To be honest, my skin combined with the weight gain has left me feeling pretty unhappy to the point where it's kind of hard to look in the mirror. I've never been really happy with the way I look but it's gotten to the point where I don't even want to go out. So something really needs to be done about my appearance and I do hope I can get back on track with my skin as well as some Happy Go Healthy stuff (I've been slacking, but I have some plans in the next month or so which should help a lot).
Sorry for the slight off topic and a bit of a depressing post. Sometimes I need to vent.
Click 'read more' for the Slovenian version.
Po menjavi zdravil se je moja koža odločila upreti, tako da mi zadnje čase ni ravno v ponos. Težave z aknami imam že od najstniških let. Ne morem reči, da je tako hudo kot včasih, je pa gotovo neprijetno, ko se ti zdi, da vsi buljijo v nepravilnosti na tvojem obrazu in sploh ne vidijo mimo tvoje kože. Verjetno je to samo moj občutek, a vendar se ne mislim sprijazniti s trenutno situacijo.
V majhno pomoč sem spraznila predal v eni izmed svojih omar in ga do roba zapolnila z izdelki, ki so mi všeč ali jih želim preizkusiti. Upam, da me bo to spodbudilo, da bom malo bolj pridna z nego kože, saj se mi prevečkrat zgodi, da zaspim s polnim obrazom ličil. Naslednji korak je gotovo napotnica za dermatologa in upanje, da ne bom 'obsojena' na Roaccutane, ki se mi zame niti ne zdi primeren, glede na to, da imam depresijo. Nazadnje pa stavim še na holistično medicino - seveda bom poročala o učinkih in rezultatih, saj sem tudi sama še kako radovedna.

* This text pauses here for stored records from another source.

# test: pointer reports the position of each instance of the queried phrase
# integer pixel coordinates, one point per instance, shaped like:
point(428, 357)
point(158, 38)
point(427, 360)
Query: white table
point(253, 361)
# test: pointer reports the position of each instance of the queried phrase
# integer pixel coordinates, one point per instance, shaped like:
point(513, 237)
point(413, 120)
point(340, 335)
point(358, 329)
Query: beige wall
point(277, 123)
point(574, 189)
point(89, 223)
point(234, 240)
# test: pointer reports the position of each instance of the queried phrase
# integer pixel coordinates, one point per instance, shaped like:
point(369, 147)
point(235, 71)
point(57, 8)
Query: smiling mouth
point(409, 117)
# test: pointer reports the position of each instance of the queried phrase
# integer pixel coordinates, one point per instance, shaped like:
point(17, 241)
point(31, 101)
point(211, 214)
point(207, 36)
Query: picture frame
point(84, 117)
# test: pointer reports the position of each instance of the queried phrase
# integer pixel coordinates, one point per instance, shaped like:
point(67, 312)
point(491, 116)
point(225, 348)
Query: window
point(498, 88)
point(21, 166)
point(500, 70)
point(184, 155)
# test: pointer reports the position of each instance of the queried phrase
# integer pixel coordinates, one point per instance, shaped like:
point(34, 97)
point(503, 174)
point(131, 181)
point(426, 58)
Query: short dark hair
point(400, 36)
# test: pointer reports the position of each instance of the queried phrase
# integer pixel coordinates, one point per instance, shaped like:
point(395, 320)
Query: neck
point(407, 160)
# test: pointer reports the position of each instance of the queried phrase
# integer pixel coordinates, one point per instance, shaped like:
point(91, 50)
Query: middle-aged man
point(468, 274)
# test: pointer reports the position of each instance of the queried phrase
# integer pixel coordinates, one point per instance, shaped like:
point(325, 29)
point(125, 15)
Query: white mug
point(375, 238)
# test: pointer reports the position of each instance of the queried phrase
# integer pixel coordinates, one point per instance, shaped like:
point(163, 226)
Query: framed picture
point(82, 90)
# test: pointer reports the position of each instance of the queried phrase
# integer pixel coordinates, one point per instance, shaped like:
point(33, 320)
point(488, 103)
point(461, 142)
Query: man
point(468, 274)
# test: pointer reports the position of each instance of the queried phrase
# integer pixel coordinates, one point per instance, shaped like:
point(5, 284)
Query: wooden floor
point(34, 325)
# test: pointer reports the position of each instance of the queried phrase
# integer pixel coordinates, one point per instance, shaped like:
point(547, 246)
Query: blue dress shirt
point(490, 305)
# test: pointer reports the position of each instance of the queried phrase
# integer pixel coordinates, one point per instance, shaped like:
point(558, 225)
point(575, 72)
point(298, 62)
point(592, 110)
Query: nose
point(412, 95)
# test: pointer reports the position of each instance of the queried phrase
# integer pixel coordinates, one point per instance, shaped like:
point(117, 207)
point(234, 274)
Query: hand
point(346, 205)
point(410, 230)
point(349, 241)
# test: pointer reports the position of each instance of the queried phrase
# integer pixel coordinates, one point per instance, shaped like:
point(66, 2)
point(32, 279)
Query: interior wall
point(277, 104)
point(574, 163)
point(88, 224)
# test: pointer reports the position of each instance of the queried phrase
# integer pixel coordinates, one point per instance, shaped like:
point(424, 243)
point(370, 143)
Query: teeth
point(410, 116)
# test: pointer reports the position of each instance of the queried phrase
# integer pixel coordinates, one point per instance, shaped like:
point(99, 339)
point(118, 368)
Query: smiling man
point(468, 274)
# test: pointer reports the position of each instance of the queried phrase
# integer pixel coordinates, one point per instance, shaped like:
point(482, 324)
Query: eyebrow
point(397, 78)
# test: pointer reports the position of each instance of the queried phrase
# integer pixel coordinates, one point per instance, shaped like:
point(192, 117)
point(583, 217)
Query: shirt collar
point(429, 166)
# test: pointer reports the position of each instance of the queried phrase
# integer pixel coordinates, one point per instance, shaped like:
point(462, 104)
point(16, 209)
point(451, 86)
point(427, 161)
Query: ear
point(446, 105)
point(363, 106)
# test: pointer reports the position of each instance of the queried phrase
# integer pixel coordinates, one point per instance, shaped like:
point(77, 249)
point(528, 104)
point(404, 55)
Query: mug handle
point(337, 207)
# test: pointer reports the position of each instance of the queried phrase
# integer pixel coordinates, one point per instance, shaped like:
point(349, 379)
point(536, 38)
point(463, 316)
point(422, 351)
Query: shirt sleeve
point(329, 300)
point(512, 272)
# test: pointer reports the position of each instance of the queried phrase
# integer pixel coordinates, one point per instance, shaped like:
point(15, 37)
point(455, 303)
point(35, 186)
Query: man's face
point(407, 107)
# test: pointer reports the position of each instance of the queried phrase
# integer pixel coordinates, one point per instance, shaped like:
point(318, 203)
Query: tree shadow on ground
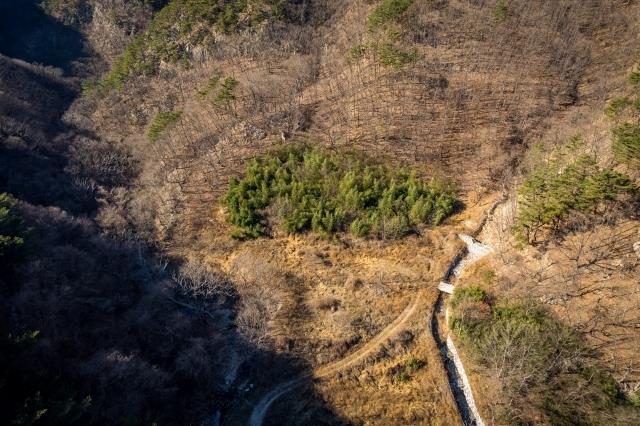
point(105, 308)
point(27, 33)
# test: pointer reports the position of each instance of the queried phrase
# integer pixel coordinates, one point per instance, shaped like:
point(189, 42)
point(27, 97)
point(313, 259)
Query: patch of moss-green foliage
point(393, 56)
point(466, 294)
point(626, 143)
point(383, 25)
point(616, 106)
point(306, 189)
point(387, 11)
point(225, 94)
point(538, 361)
point(357, 52)
point(31, 395)
point(501, 12)
point(562, 183)
point(11, 229)
point(161, 122)
point(181, 25)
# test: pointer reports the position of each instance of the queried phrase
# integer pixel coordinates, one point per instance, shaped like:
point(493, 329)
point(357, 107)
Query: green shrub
point(626, 143)
point(538, 363)
point(616, 106)
point(357, 52)
point(313, 190)
point(560, 185)
point(489, 276)
point(467, 294)
point(388, 11)
point(161, 122)
point(11, 229)
point(225, 94)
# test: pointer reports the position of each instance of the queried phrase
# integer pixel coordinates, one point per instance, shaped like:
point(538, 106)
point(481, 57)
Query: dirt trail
point(262, 407)
point(473, 252)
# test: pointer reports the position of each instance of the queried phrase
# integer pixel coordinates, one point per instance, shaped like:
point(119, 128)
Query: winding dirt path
point(460, 261)
point(262, 407)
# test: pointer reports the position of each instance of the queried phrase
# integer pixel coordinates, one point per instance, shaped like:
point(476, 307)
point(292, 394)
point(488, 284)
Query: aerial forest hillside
point(229, 212)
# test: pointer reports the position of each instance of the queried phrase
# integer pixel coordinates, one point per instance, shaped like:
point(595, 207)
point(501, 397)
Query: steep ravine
point(455, 370)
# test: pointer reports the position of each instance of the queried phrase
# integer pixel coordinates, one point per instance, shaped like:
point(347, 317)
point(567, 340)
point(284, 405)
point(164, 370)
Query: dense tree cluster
point(532, 355)
point(309, 189)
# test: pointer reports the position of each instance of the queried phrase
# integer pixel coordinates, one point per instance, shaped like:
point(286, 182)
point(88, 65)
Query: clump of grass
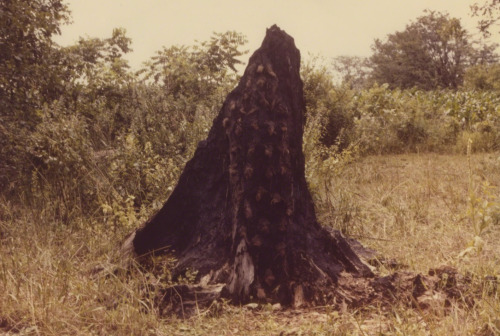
point(58, 279)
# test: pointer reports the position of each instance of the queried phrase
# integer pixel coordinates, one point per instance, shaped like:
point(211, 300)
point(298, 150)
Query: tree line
point(77, 123)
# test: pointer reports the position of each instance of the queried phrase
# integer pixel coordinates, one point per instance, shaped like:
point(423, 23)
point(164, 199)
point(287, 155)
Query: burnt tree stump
point(242, 214)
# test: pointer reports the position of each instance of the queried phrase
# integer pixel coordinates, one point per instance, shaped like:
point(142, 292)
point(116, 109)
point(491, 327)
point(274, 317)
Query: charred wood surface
point(241, 214)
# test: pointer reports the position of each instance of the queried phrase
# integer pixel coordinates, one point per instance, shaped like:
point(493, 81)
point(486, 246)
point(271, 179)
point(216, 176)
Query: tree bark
point(241, 214)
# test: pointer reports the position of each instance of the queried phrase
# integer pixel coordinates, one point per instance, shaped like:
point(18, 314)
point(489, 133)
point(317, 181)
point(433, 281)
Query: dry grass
point(59, 280)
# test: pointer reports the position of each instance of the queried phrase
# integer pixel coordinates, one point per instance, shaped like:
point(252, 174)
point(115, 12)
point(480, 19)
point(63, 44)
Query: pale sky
point(321, 27)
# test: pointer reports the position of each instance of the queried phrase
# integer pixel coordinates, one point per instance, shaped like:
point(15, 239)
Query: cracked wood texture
point(241, 214)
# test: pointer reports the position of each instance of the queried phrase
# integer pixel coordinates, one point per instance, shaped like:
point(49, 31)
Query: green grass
point(60, 279)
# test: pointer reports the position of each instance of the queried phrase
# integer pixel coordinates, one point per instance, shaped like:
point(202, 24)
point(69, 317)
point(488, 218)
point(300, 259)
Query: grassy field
point(422, 210)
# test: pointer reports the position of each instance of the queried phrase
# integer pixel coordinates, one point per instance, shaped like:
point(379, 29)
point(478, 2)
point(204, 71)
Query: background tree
point(351, 70)
point(29, 75)
point(432, 52)
point(489, 14)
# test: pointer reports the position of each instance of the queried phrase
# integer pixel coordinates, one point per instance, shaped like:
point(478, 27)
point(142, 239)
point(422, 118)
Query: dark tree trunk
point(242, 214)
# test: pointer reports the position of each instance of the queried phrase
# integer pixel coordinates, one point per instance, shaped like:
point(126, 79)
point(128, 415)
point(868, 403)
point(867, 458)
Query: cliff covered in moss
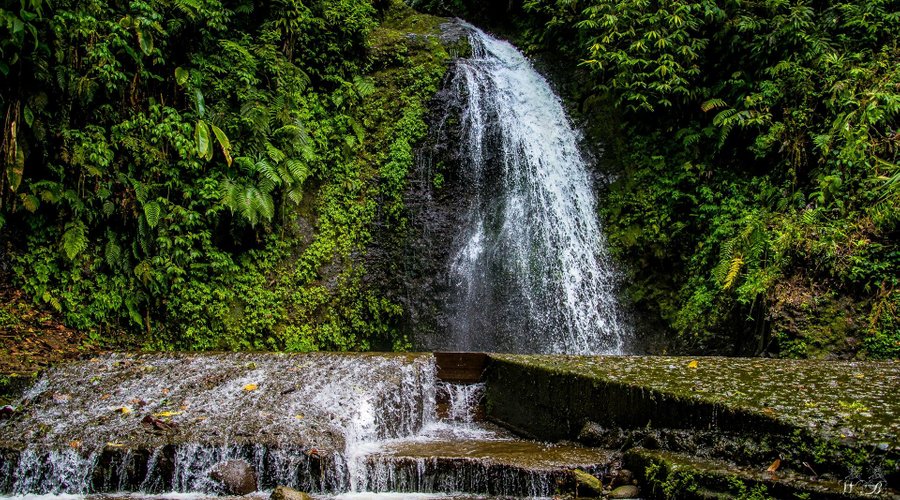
point(211, 174)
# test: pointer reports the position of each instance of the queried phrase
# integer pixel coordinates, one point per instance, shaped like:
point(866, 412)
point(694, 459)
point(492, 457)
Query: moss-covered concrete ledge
point(831, 415)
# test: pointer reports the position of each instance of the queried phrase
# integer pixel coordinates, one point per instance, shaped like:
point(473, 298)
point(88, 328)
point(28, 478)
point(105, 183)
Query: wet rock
point(236, 476)
point(285, 493)
point(592, 432)
point(627, 491)
point(587, 484)
point(6, 412)
point(622, 477)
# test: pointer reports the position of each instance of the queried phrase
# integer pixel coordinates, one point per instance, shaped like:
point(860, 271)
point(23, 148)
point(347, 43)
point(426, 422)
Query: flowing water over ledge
point(323, 423)
point(527, 268)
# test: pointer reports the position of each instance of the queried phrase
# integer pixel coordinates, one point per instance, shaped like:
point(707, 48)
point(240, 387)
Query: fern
point(112, 252)
point(74, 240)
point(152, 211)
point(734, 268)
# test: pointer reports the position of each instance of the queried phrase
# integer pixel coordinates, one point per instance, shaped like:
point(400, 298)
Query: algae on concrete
point(820, 418)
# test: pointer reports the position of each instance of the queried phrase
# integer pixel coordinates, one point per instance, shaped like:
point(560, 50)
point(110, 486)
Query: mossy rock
point(673, 476)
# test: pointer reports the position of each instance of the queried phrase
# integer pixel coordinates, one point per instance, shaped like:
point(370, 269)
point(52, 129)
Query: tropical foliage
point(205, 173)
point(755, 156)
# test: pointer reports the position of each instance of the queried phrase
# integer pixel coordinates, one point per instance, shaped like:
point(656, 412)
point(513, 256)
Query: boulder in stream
point(285, 493)
point(236, 476)
point(627, 491)
point(587, 484)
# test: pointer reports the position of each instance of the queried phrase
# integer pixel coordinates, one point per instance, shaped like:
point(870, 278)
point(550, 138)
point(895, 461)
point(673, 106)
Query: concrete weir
point(456, 423)
point(810, 427)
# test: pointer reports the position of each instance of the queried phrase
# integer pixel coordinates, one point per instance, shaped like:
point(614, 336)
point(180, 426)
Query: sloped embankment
point(690, 425)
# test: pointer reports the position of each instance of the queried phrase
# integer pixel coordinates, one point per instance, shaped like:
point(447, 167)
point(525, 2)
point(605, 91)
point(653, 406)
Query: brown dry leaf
point(166, 414)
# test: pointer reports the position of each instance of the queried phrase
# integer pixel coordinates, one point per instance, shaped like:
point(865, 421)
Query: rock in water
point(236, 476)
point(628, 491)
point(622, 477)
point(285, 493)
point(586, 484)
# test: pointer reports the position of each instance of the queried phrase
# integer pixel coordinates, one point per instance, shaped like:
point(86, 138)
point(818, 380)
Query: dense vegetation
point(208, 173)
point(753, 149)
point(211, 173)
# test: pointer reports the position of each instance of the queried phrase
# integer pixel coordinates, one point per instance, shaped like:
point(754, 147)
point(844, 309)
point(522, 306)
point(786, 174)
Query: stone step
point(503, 467)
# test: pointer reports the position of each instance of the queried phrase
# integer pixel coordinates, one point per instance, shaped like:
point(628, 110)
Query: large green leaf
point(15, 169)
point(200, 102)
point(201, 137)
point(145, 40)
point(152, 211)
point(224, 142)
point(74, 239)
point(181, 75)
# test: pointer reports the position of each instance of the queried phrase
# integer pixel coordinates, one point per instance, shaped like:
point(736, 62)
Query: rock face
point(236, 476)
point(627, 491)
point(587, 484)
point(285, 493)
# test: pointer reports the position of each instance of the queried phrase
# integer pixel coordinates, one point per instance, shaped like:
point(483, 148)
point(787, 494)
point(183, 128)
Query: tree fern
point(74, 240)
point(152, 212)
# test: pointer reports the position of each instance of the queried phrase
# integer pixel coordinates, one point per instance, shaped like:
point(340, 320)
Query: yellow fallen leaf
point(165, 414)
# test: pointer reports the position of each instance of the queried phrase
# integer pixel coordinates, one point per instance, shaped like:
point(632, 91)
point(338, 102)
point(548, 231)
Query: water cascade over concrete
point(323, 423)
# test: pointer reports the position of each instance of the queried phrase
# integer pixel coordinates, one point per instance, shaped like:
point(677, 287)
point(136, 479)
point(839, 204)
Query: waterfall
point(530, 271)
point(327, 424)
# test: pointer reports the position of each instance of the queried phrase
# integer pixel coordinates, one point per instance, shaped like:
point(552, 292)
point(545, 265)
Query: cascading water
point(328, 424)
point(530, 271)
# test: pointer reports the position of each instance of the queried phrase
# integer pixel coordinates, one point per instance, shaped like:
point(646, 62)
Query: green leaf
point(30, 202)
point(152, 212)
point(28, 115)
point(201, 137)
point(16, 169)
point(200, 102)
point(181, 75)
point(145, 40)
point(224, 142)
point(74, 239)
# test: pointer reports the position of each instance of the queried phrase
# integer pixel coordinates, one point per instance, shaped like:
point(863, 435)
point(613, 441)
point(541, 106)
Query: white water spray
point(531, 273)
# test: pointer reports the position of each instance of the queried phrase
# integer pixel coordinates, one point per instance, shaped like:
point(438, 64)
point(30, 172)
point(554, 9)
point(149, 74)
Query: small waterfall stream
point(328, 424)
point(530, 272)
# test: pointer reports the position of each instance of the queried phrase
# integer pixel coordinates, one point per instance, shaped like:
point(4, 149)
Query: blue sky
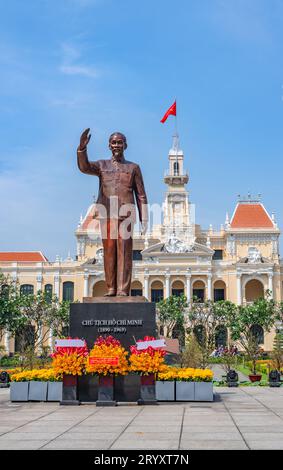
point(71, 64)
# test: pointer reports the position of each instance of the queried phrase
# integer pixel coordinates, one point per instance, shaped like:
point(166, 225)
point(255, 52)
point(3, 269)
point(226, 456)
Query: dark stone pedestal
point(123, 319)
point(147, 390)
point(106, 392)
point(70, 390)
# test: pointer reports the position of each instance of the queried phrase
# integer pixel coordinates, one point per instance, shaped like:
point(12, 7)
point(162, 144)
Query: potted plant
point(37, 382)
point(194, 385)
point(19, 388)
point(147, 363)
point(261, 313)
point(165, 384)
point(107, 359)
point(70, 362)
point(229, 362)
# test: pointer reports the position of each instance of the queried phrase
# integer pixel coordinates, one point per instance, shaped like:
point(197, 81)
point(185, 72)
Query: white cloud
point(70, 62)
point(87, 71)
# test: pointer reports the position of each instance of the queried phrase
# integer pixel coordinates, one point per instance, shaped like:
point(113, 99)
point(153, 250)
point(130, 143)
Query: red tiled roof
point(251, 216)
point(34, 256)
point(89, 222)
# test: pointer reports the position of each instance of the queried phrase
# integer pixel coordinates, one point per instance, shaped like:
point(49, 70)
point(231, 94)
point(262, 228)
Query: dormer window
point(176, 168)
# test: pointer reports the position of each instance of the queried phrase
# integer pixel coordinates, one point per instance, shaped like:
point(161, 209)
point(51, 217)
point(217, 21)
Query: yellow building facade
point(238, 262)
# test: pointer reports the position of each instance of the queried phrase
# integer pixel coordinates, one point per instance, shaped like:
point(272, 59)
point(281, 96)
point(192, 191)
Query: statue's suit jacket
point(120, 181)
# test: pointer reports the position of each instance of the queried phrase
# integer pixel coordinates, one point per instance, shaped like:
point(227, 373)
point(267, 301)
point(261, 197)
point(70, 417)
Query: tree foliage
point(171, 313)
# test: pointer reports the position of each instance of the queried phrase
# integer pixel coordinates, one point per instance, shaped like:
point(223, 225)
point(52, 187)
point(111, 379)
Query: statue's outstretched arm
point(91, 168)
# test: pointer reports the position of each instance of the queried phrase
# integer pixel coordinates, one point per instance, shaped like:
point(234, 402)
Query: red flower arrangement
point(107, 357)
point(69, 360)
point(146, 361)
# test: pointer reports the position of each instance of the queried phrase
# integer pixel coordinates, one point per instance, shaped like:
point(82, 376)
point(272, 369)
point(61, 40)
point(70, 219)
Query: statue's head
point(117, 144)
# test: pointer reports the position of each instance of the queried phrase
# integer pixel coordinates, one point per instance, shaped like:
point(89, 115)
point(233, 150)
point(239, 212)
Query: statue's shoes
point(110, 293)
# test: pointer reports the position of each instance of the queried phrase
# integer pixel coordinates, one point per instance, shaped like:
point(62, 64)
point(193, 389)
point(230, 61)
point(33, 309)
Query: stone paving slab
point(238, 419)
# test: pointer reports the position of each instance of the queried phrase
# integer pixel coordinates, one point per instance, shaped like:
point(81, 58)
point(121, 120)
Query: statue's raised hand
point(85, 138)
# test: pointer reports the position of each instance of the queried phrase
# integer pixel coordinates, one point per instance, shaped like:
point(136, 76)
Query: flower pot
point(54, 391)
point(147, 390)
point(255, 377)
point(106, 391)
point(70, 390)
point(19, 391)
point(185, 391)
point(165, 390)
point(203, 391)
point(37, 391)
point(274, 378)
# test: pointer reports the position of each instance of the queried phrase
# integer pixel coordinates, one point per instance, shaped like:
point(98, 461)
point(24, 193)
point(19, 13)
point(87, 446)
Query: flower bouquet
point(147, 362)
point(70, 362)
point(107, 359)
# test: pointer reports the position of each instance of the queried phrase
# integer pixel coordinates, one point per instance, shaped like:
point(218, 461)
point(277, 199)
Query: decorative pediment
point(254, 257)
point(177, 247)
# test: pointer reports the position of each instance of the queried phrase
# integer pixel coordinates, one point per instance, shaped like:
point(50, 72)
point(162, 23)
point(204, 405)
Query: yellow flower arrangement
point(185, 374)
point(195, 375)
point(146, 363)
point(40, 375)
point(69, 364)
point(109, 357)
point(168, 373)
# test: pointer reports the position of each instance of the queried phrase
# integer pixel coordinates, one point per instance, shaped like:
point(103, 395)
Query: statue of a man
point(119, 180)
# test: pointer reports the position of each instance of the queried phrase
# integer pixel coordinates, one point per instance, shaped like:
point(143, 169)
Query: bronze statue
point(119, 180)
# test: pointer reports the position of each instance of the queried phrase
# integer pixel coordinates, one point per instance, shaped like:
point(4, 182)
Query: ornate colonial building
point(239, 262)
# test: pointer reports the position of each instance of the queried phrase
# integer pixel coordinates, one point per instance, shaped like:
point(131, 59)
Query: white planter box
point(185, 391)
point(37, 391)
point(19, 391)
point(165, 390)
point(203, 391)
point(54, 391)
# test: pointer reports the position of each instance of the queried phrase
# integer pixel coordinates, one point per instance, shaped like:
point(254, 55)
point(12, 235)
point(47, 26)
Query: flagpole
point(176, 134)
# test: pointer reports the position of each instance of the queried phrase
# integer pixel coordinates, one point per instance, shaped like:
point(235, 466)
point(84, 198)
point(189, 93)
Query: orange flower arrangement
point(146, 361)
point(107, 357)
point(69, 361)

Današnja objava je kar malo žalostna, kar verjetno odraža moje trenutno počutje. V kombinaciji z nepravilnostmi na koži in trenutno nič kaj uspešnim Happy Go Healthy projektom se počutim precej slabo, celo tako, da mi ni do odhajanja od doma. Vsak pogled v ogledalo je napor in ne pomnim obdobja, ko sem bila tako nezadovoljna s svojim izgledom. Čeprav bi se najraje skrila v posteljo in čakala, da vse skupaj mine, mi je jasno, da moram stvari vzeti v svoje roke. Upam, da se kmalu spravim v red in da nisem preveč 'zamorila' z današnjo objavo - včasih se moram izpovedati.